On December 7th, Shawn Thornton of the Boston Bruins attacked Brooks Orpik of the Pittsburgh Penguins from behind during a stoppage of play. Thornton’s actions resulted in Orpik being thrown to the ice and having to be removed from the ice by means of a stretcher.
For that incident, Thornton received a 15-game suspension from Director of Player Safety, Brendan Shanhan. With the decision marking the first suspension handed down by Shanahan that exceeds 10-games, it brings to mind some other notable suspensions in hockey history. Since the year 2000, six-incidents warrant a look back.
What started as Scott picking a fight and pushing Phil Kessel around, with Kessel responding by using his stick in defense, turned into Clarkson entering the ice to fight Scott. A massive pileup ensued where even the goalies got involved.
NHL rules state that leaving the bench for the purpose of fighting is an automatic 10-game suspension and forfeiture of $269 230.80. Due to the fact it was in the preseason, Clarkson was allowed to finish the preseason before serving the suspension. Kessel received a 3-game suspension for his actions in which he slashed Scott like his stick was an axe to chop down a tree.
On April 17th, 2012, Raffi Torres of the Phoenix Coyotes skated through the neutral zone and left his feet in the process of hitting Marian Hossa of the Chicago Blackhawks. In doing so, he received a 25-game suspension, which was later reduced to 21-games upon appeal.
Hossa had just passed the puck near his bench and looked to make a change when Torres, out of nowhere, leapt and jarred his shoulder right into Hossa’s head. Hossa, who suffered a concussion from the illegal hit, had to be removed on a stretcher, with Torres receiving no penalty on the play.

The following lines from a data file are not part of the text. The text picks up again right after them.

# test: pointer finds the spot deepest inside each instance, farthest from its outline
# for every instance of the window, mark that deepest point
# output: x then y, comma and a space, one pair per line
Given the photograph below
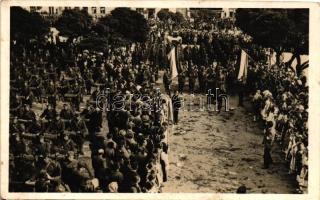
94, 10
102, 10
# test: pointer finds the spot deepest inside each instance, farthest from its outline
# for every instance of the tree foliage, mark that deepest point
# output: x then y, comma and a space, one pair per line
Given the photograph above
165, 14
25, 25
74, 23
279, 29
128, 23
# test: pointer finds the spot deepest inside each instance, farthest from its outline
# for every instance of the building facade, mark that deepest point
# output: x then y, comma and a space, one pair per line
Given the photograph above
97, 12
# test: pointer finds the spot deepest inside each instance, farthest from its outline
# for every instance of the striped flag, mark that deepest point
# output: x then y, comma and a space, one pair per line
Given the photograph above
173, 63
243, 71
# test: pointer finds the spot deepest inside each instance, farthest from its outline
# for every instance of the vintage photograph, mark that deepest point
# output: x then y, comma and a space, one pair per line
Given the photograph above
158, 100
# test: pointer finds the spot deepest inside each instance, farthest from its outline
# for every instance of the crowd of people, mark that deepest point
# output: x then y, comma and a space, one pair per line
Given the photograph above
54, 111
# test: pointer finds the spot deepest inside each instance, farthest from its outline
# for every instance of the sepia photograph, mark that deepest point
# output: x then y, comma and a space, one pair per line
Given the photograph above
158, 100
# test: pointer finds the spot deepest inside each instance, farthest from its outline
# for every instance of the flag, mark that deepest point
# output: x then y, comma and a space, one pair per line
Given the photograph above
173, 64
243, 66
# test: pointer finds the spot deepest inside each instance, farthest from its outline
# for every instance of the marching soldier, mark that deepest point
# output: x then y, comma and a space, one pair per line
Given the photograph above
192, 78
182, 77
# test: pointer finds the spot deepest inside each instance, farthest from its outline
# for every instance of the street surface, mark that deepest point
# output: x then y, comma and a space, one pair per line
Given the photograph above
210, 152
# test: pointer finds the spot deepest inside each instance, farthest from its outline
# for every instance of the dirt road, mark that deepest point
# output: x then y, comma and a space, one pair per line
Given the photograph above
212, 152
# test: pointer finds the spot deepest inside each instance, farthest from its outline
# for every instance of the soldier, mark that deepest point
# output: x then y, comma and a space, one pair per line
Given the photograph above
52, 92
66, 115
167, 81
267, 141
202, 78
182, 76
80, 128
176, 105
192, 78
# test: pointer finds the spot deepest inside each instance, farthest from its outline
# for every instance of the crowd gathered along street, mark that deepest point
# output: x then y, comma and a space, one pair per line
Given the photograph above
70, 144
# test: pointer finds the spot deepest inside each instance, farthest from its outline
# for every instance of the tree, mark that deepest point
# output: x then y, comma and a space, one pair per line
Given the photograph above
178, 17
74, 23
128, 23
94, 42
279, 29
25, 25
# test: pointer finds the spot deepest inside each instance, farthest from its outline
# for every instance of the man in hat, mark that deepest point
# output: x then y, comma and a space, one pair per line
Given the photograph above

Torres also recived a suspension during the second round of the 2012 Stanley Cup Playoffs, as a member of the San Jose Sharks. This time, for a hit to the head of Los Angeles Kings forward Jarret Stoll.
Just a few months later, Simon was at it again. This time, he received a 30-game suspension for stomping Pittsburgh Penguins forward Jarkko Ruutu’s leg with his skate.
The incident started during a stoppage in play with Simon and Tim Jackman going to the bench. Jackman and Ruutu exchanged words before Simon skated over and pulled Ruutu’s leg out of the bench and stomped it.
Simon’s ugly actions resulted in a match penalty and game misconduct. Simon has received 8-suspensions in his career for a total of a whopping 65-games. This begs the question: How many suspensions are enough to warrant a more permanent solution?
On February 14th of that year, Vancouver’s Markus Naslund, the NHL leading scorer, was hit from behind and received a concussion at the hands of Steve Moore. With no call on the play, Canucks player called him out in the media, in addition to Brad May issuing a bounty on him.
With NHL Commissioner Gary Bettman in attendance on March 3rd, the game resulted in a 5-5 tie with no incident. Five-days later, however, things were less than calm in the rematch. Several Vancouver players made it a point to go after Moore. Eventually, Matt Cooke was able to get Moore to fight him in the first-period.
Late in the third-period, Todd Burtuzzi left the Canucks bench and began skating after Moore. After Moore refused to drop the gloves, Burtuzzi punched Moore in the back of the head, forcing him face first into the ice. The immediate response had four-other players pile up on the already injured Moore. Burtuzzi was given a match penalty and received a 20-game suspension.
His suspension was extended by the International Ice Hockey Federation to cover all of the 2004-2005 lockout to prevent him from playing in Europe. Steve Moore suffered 3-fractured vertebrae in the neck, a grade-concussion, and facial lacerations. Moore has yet to play another game in the NHL.
As a result of these on-ice incidents, it’s safe to say that if somebody injures an opponent in attempt to get even, or even by suffering a major lapse in judgment, the punishment should be stiff. Shawn Thornton absolutely deserved his 15-game suspension for his attack on Orpik.
Despite the NHL stepping up their disciplinary actions in the last few years, Shawn Thornton has remained the definition of a guy who is an enforcer in the league; one who goes about it the right way to boot. Unfortunately, it caught up to him this time by crossing the line on this latest incident.
Enforcers still have a place in the game so long as the etiquette is obeyed. Players like Shawn Thornton are not dangerous players. This ugly set of events, however, prove that it can happen to anyone.